How hard is it to maintain a life of awesomeness? It’s not as simple as one particular panda skilled in the martial arts would like. In Kung Fu Panda 2, the follow-up to Dreamworks Animation’s 2008 hit, Jack Black returns as the voice of Po, the clownish panda with a laid-back vibe who becomes the Dragon Warrior, keeping order in the Valley of Peace with help from his fellow kung fu masters, the Furious Five. But when a villainous peacock, Lord Shen (Gary Oldman), emerges with a weapon that will aid him in taking over not just the valley but all of China and put an end to kung fu, Po and the Furious Five must figure out a way to defeat this dangerous fowl.

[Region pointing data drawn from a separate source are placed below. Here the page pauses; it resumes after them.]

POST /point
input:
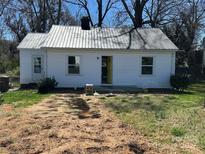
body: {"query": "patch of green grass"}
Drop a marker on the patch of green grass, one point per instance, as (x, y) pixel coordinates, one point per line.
(202, 141)
(22, 98)
(160, 116)
(178, 131)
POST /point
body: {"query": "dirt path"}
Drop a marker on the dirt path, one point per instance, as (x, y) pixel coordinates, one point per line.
(69, 124)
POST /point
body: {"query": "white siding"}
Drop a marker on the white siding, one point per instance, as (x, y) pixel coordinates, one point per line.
(126, 68)
(26, 64)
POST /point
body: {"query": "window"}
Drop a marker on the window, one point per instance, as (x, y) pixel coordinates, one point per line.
(147, 66)
(73, 64)
(37, 64)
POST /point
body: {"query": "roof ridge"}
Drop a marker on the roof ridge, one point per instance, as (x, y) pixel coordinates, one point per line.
(77, 26)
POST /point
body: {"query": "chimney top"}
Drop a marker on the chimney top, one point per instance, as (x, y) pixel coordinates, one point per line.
(85, 23)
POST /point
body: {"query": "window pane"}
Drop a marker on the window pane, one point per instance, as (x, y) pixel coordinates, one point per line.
(37, 69)
(37, 61)
(73, 69)
(147, 70)
(147, 60)
(74, 60)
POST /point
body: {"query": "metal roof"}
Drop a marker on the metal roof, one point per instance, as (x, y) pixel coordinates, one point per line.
(32, 41)
(102, 38)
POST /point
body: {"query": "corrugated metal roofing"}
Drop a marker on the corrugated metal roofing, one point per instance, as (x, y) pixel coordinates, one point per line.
(105, 38)
(32, 41)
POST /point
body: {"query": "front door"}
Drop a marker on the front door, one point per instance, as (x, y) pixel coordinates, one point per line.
(106, 70)
(37, 68)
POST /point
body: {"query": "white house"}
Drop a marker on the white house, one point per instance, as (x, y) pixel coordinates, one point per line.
(143, 58)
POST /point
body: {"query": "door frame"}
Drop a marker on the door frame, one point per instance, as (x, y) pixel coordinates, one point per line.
(107, 84)
(37, 76)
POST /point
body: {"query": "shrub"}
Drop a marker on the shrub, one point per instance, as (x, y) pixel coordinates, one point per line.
(178, 131)
(46, 85)
(179, 82)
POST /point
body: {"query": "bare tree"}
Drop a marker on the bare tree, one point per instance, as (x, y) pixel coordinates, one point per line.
(103, 7)
(3, 5)
(185, 27)
(159, 12)
(135, 9)
(22, 16)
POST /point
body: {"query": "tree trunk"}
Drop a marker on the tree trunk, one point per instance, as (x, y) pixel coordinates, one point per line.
(99, 13)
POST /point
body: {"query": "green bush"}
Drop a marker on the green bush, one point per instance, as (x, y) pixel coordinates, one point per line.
(46, 85)
(179, 82)
(178, 131)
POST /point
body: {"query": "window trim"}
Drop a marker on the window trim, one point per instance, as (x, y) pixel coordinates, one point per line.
(153, 66)
(33, 65)
(67, 65)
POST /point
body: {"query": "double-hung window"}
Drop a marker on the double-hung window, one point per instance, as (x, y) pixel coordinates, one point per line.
(73, 64)
(147, 66)
(37, 65)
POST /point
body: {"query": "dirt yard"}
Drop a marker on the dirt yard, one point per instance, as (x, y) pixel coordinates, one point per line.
(67, 123)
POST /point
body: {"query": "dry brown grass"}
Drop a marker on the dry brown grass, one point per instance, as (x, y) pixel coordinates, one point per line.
(68, 123)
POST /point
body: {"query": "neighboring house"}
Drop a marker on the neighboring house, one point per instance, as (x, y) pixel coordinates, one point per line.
(143, 58)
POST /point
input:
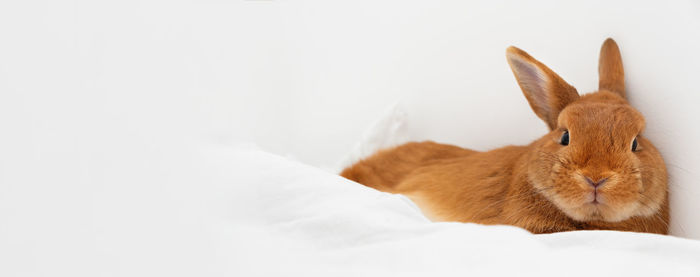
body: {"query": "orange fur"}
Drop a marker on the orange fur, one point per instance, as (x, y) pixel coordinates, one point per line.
(545, 186)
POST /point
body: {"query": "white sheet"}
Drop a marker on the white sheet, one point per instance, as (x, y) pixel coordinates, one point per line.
(190, 209)
(334, 226)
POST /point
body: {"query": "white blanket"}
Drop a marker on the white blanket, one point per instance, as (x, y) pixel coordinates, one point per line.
(236, 211)
(300, 220)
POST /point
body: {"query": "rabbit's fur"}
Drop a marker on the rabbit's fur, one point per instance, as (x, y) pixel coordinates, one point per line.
(595, 182)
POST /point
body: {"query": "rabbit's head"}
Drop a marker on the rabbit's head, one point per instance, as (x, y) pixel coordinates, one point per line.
(594, 164)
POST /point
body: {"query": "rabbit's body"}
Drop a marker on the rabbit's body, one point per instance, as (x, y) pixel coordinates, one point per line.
(596, 182)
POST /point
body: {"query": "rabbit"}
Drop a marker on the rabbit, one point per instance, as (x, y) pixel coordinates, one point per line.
(592, 171)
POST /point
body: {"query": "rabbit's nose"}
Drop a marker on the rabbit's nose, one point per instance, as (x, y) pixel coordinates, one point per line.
(595, 184)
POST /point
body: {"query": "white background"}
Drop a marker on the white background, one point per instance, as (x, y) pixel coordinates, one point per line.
(306, 78)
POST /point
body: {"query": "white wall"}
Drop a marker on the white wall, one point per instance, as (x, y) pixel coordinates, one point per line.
(305, 78)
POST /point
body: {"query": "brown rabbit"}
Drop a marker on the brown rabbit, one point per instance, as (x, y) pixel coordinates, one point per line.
(593, 170)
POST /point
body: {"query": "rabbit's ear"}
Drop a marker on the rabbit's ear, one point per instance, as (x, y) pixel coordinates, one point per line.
(547, 93)
(612, 75)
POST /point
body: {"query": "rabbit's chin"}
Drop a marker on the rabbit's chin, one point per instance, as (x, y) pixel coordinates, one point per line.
(601, 212)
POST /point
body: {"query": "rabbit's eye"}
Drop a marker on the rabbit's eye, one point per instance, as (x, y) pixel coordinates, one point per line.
(564, 138)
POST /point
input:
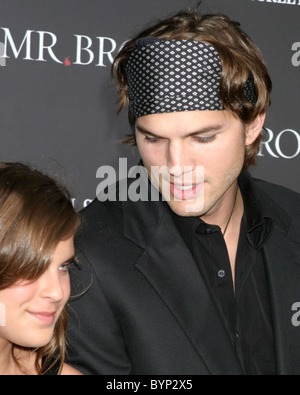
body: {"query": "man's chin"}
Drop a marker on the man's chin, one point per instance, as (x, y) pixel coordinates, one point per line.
(187, 208)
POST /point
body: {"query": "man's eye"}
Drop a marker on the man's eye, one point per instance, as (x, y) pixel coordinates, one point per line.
(65, 267)
(151, 139)
(204, 140)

With their main character journeying far beyond his comfort zone, the filmmakers sought to show new areas of the country in their design, even travelling to different sites in China to understand the landscape better.

“Because it is a sequel, we had to push the world into a much vaster scale and give people more exotic locations than there were in the first film,” said the director, Jennifer Yuh Nelson. “We were able to walk around and feel the tactility of the subtle details, like the mist, the light, the play of the colour on the rock and the complex tones that came through.”

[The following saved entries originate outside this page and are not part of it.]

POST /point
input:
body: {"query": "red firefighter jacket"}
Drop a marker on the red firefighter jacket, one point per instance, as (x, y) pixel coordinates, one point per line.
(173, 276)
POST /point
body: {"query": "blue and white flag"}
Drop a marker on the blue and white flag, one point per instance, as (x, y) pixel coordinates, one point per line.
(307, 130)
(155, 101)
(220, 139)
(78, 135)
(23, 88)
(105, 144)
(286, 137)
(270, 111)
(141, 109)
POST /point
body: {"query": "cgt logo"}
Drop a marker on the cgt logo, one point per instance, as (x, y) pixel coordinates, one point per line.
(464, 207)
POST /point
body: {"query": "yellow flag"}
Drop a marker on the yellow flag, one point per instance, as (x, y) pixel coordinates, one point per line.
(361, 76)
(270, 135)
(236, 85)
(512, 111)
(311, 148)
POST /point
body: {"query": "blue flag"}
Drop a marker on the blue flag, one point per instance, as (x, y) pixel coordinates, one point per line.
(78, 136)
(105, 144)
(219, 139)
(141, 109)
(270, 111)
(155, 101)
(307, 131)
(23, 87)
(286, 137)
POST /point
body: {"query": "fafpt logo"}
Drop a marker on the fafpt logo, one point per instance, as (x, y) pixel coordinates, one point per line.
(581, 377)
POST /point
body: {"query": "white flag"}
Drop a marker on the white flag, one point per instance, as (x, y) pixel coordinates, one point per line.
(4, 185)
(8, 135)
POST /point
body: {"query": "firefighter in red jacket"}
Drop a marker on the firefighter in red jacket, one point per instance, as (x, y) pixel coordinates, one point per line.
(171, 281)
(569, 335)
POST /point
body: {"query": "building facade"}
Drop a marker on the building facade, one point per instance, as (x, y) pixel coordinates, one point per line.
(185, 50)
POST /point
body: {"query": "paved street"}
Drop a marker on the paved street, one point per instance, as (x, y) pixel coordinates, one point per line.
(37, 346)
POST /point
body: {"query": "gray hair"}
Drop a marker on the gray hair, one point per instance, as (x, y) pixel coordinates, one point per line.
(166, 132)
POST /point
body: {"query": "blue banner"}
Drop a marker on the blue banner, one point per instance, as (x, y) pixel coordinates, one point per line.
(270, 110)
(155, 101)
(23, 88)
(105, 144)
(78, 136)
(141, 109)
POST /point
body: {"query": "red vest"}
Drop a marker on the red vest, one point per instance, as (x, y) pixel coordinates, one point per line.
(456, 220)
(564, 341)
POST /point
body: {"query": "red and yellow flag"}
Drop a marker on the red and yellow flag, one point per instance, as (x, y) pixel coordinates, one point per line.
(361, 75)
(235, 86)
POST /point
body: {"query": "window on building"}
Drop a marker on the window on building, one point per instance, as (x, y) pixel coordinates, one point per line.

The production designer, Raymond Zibach, who also designed the first Panda, and his team built an environment (computer animated in 3-D) that presented new challenges for Po and his friends. Below is a look at some of the paintings and sketches, with commentary from Zibach.

Musicians village

For the first battle sequence, in which wolf bandits attack a village on the outskirts of the valley, the designers created a cliffhanger of a location. They wanted a place up high to give a sense of the film’s higher stakes. The look of the village in this sketch by the art director, Tang Kheng Heng, came from the filmmakers’ trip to a district of Chengdu. They took cues from the architecture there and included details like moss growing on structures. “This is definitely more cliff-like than where we were, but the buildings and how the trees work with them was inspired by that visit,” Zibach said. “With a lot of early drawings and paintings we’re thinking: What is the big compositional idea? And here, it’s that sliver of light blue that takes your eye to where this little town is.”

Gongmen City

One of the locations prominently featured is Gongmen City, where Lord Shen has taken over the palace in the city’s centre. His tower can be seen in the background of this early sketch. To find inspiration for the design of Gongmen City the filmmakers travelled to the walled city of Pingyao, the former banking capital of China.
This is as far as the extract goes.